Now we’re told 62 own as much as the other half—you could fit them all on a coach, the Oxfam chief executive helpfully told us in a piece for the Independent.
Each time they release the new number there is much wailing and gnashing of teeth, but their numbers are nonsense, and on top of that they tell the wrong story.
Oxfam uses net wealth figures—assets minus liabilities—which can be very useful but also suffers two key flaws.
Firstly, adding up negative numbers gives some paradoxical results. For example, as far in debt as the most indebted person is (i.e. the poorest person by Oxfam’s measure) they are still richer than the next two billion people all put together, because all of those people have small negative net wealth.
Secondly, and more importantly, it cannot measure human capital. For most people, their most valuable assets are their talents and skills.
A recent Harvard graduate starting at Goldman Sachs may not seem poor to you or me, but their huge student debt pile will put them near the bottom of Oxfam’s ranking. They own millions of dollars of human capital, but it’s unmeasured.
This means that in their 2013 data, 7.5 per cent of the poorest tenth are from the USA (the second most of any country in the world after India), while none of them are from China—which has a GDP/capita almost ten times smaller. In fact, being in net debt may well imply exactly the opposite of Oxfam’s result, because only those with intangible assets are likely to be able to get hold of unsecured loans.
As well as this technical issue, the numbers tell a misleading tale. The big news in the world income distribution of the past 30 years is not greater inequality but less.
Not only is extreme poverty falling across the world, but income is being spread more equally.

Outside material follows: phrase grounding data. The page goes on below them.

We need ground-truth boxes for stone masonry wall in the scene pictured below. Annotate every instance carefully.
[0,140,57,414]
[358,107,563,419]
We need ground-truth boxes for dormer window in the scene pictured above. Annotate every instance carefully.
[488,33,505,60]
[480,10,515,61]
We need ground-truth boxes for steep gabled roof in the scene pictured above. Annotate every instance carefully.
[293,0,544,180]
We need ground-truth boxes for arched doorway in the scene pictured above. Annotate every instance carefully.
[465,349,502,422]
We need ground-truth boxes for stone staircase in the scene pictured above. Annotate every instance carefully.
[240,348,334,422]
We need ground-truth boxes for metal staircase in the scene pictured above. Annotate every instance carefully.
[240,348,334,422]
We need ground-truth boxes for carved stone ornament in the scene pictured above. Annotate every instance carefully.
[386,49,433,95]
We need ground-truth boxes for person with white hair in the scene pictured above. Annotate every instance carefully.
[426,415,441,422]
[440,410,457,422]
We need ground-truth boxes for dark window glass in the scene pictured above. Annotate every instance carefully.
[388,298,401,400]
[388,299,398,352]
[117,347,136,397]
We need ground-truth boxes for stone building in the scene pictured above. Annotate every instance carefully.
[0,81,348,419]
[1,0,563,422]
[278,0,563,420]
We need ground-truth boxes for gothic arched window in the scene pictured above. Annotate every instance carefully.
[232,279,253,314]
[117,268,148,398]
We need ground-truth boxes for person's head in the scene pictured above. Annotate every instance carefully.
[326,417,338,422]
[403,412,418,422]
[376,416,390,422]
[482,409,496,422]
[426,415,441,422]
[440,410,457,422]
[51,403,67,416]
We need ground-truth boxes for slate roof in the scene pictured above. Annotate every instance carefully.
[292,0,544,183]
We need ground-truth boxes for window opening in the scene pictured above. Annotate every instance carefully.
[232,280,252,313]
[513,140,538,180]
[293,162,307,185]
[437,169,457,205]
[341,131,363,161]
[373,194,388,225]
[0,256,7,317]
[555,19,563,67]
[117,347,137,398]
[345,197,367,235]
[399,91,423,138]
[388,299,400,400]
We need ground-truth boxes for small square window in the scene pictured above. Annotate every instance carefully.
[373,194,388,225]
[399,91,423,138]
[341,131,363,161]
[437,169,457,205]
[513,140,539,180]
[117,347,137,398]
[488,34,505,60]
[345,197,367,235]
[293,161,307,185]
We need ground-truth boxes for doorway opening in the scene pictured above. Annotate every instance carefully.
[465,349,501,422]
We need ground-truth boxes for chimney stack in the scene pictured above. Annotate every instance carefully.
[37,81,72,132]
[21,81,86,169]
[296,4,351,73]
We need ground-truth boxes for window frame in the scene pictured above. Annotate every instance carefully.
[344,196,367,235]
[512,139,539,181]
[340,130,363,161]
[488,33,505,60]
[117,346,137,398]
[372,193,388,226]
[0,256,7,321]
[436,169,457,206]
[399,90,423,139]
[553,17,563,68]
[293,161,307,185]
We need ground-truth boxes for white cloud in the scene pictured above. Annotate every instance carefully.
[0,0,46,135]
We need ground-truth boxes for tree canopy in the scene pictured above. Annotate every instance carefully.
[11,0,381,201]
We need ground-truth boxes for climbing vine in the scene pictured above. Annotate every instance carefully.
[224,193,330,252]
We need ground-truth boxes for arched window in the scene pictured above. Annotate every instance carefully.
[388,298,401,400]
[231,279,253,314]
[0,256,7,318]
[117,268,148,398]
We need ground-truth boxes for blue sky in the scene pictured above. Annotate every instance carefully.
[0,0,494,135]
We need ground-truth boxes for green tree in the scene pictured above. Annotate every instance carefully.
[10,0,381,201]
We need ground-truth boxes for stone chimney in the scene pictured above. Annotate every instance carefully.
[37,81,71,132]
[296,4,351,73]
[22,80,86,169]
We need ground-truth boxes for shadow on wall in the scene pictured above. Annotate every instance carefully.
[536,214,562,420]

Between 1988 and 2008, the 10th to 70th percentiles—the global poor and middle—have received pay rises of around 40%, whereas those in rich countries have seen their real incomes barely rise or even fall.
It’s true that the global one per cent, 0.1 per cent and 0.01 per cent is doing amazingly well, but this doesn’t seem to be coming at the cost of the global poor.
So Oxfam’s report is wrong: its approach is bad, and its narrative is misleading. The world’s poor don’t care about how many private jets Carlos Slim owns, but about their own living standards—and these are rising.